[*]Handle the tooth carefully. Try not to touch the root (the part of the tooth that was under the gum). It can be damaged easily.
[*]If the tooth is dirty, hold it by the upper part (the crown) and rinse it with milk. If you don't have any milk, leave the tooth alone. Don’t wipe it off with a washcloth, shirt or other fabric. This could damage the tooth.
[*]Keep the tooth moist. Drop it into a glass of milk. If you can't do this, place the tooth in your mouth, between the cheek and gum. A young child may not be able to safely "store" the tooth in his or her mouth without swallowing it. Instead, have the child spit into a cup.

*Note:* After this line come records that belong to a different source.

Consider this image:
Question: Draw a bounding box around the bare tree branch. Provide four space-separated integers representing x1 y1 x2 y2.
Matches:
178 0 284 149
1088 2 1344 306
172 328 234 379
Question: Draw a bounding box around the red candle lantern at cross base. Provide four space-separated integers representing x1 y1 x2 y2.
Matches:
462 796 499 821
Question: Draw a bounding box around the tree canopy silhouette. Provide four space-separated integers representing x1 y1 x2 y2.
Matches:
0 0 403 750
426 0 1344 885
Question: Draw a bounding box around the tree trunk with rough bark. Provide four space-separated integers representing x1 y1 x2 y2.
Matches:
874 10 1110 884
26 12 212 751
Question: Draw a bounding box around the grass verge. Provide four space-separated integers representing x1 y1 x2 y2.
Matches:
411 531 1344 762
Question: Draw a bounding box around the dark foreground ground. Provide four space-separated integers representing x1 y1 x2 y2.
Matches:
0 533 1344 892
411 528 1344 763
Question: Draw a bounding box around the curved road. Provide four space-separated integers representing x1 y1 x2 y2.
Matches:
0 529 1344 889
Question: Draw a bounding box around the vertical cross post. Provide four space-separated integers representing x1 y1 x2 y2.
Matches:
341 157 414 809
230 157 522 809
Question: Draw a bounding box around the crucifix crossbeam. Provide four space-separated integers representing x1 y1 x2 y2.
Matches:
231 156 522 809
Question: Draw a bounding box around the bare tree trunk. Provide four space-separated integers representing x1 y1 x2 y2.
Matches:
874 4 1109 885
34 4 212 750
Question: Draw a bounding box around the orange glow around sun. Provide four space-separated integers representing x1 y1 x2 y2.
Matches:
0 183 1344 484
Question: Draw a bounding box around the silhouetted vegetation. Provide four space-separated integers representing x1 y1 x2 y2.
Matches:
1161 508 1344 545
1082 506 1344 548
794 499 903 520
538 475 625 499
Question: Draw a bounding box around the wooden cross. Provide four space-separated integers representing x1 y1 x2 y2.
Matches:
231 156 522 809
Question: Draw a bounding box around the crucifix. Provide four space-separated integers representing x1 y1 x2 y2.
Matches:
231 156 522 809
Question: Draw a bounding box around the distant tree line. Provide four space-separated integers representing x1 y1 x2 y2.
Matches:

Place the tooth in the cup with the saliva. If nothing else is available, place the tooth in a cup of water. The most important thing is to keep the tooth moist.
[*]Try slipping the tooth back into its socket. In many cases, it will slip right in. Make sure it's facing the right way. Don't try to force it into the socket. If it doesn't go back into place easily and without pressure, then just keep it moist (in milk, saliva or water) and get to the dentist as soon as you can.
[*]It usually takes about two weeks for ligaments in the jaw to firmly reattach to the tooth. A knocked-out tooth that has been replaced probably will need root canal treatment. This will remove the damaged nerve and keep the tooth from darkening. It also helps to prevent infection.